# HDTV calibration



## rambo64 (Aug 2, 2010)

Can anyone report on the effectiveness of the Monster HDTV Calibration DVD? Does it really work or is it just a waste of money? Want to get my TV near perfection if possible without calling in an expensive tech to do it.


----------



## eugovector (Sep 4, 2006)

There are better discs for the same or less money that don't help fuel one of the worst companies, home theater or otherwise, to ever exist. Look for Joe Kane's DVE, AVIA, or Spears and Munsil right here in the shask store: http://www.hometheatershack.com/hom...bluray-16295751-calibration+dvd-sr-1-DVD.html


----------



## DeBo (Feb 14, 2010)

I like these disc better. Each has their own advantages.
Spears & Munsil
DVE HD Basics
Avia II


----------



## rambo64 (Aug 2, 2010)

Thanks Eugo, Debo,

I had never heard of those dvds. Without buying all of them which do you think is best overall for a 73 inch Toshiba DLP?


----------



## eugovector (Sep 4, 2006)

Any of them would be good, but if I had to generalize:
If you're a beginner, go with AVIA. Lots of general HT knowledge on there in plain speak.
I haven't seen it yet, but Spears and Munsil seems to be getting lots of buzz as the new standard. Go with this if you need something more advanced.
Joe Kane's DVE is a classic. Go with this if you've used and liked DVE in the past, or you trust Joe's expertise above all others.

Can't go wrong with any of the 3 really.


----------



## Anthony (Oct 5, 2006)

Avia is great. You can go directly to the test patterns you need OR you can watch the many tutorials on how to use each pattern to dial in your TV. 

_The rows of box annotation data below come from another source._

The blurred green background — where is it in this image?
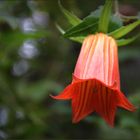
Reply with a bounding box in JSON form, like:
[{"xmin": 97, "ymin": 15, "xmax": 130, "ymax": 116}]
[{"xmin": 0, "ymin": 0, "xmax": 140, "ymax": 140}]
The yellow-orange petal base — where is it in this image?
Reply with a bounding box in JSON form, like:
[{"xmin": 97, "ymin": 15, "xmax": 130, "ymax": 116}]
[{"xmin": 52, "ymin": 33, "xmax": 135, "ymax": 126}]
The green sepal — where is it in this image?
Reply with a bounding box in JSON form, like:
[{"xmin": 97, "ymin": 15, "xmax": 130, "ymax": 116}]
[
  {"xmin": 117, "ymin": 34, "xmax": 140, "ymax": 46},
  {"xmin": 64, "ymin": 6, "xmax": 123, "ymax": 38},
  {"xmin": 98, "ymin": 0, "xmax": 112, "ymax": 33},
  {"xmin": 58, "ymin": 0, "xmax": 82, "ymax": 26},
  {"xmin": 109, "ymin": 20, "xmax": 140, "ymax": 39},
  {"xmin": 56, "ymin": 23, "xmax": 85, "ymax": 43},
  {"xmin": 64, "ymin": 18, "xmax": 98, "ymax": 37},
  {"xmin": 69, "ymin": 36, "xmax": 85, "ymax": 43}
]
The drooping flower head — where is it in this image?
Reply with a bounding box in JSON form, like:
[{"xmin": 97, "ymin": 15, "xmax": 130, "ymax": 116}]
[{"xmin": 52, "ymin": 33, "xmax": 135, "ymax": 126}]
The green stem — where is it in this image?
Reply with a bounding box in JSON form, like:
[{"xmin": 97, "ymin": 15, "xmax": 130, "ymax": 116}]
[{"xmin": 98, "ymin": 0, "xmax": 112, "ymax": 33}]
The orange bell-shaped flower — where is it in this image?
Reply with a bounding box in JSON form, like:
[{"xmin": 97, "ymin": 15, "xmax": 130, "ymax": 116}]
[{"xmin": 52, "ymin": 33, "xmax": 135, "ymax": 126}]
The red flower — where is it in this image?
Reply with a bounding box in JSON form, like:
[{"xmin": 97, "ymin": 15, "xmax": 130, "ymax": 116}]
[{"xmin": 52, "ymin": 33, "xmax": 135, "ymax": 126}]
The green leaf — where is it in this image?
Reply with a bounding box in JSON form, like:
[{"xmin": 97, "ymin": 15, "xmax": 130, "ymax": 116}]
[
  {"xmin": 109, "ymin": 20, "xmax": 140, "ymax": 39},
  {"xmin": 117, "ymin": 35, "xmax": 140, "ymax": 46},
  {"xmin": 98, "ymin": 0, "xmax": 112, "ymax": 33},
  {"xmin": 64, "ymin": 18, "xmax": 98, "ymax": 37},
  {"xmin": 58, "ymin": 1, "xmax": 81, "ymax": 26}
]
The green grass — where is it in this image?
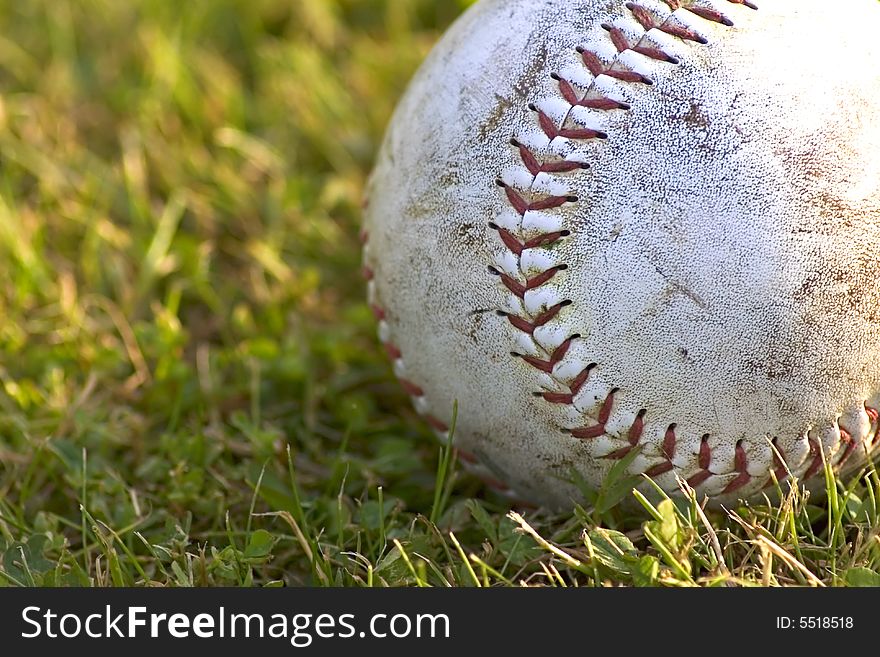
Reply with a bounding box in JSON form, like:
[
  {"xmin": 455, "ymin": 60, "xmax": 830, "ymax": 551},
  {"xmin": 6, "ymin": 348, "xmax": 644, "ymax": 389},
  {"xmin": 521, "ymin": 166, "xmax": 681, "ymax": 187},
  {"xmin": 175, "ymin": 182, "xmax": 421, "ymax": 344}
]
[{"xmin": 0, "ymin": 0, "xmax": 880, "ymax": 586}]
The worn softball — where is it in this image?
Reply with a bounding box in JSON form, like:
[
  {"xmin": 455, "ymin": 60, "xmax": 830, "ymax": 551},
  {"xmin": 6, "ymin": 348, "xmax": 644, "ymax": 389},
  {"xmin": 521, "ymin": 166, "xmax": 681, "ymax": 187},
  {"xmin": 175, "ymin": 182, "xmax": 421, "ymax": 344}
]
[{"xmin": 365, "ymin": 0, "xmax": 880, "ymax": 507}]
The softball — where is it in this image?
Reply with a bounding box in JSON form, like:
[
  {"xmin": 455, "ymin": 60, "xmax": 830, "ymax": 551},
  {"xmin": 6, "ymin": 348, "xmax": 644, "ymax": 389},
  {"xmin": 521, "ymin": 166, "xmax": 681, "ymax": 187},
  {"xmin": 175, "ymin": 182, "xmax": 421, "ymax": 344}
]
[{"xmin": 364, "ymin": 0, "xmax": 880, "ymax": 508}]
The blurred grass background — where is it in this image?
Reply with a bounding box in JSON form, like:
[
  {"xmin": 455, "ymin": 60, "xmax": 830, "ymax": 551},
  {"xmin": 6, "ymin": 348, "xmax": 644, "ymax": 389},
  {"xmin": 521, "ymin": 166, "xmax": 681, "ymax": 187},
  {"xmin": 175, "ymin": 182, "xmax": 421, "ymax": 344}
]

DVE is great if you know how to use the patterns. No experience with the others.


----------



## rambo64 (Aug 2, 2010)

The Spears & Munsil High Definition Benchmark Blu-ray Edition with Bonus FREE BluScenes Coral Reef Aquarium Blu-ray Disc (SM-bundle) from BLUSCENES
$ 24.95


----------



## lcaillo (May 2, 2006)

As has been noted, there are disks with much more to offer. The Monster/ISF disc is, however, a very good choice for a novice looking to learn how to use the basic controls on a display properly. It is very easy to follow and uses actual images similar to what you would normally watch instead of test patterns. The same info, BTW, is available in most versions of windows if you use a HTPC.

I don't like the term "calibration" applied to what you do with this disk, however. What you do is adjust your set visually. Calibration requires a set of standards and reference test equipment. The other disks with reference patterns might be used in calibration, but they may also be used to visually adjust a set. It becomes calibration when there are reference measurements involved that visually assessing the image does not provide.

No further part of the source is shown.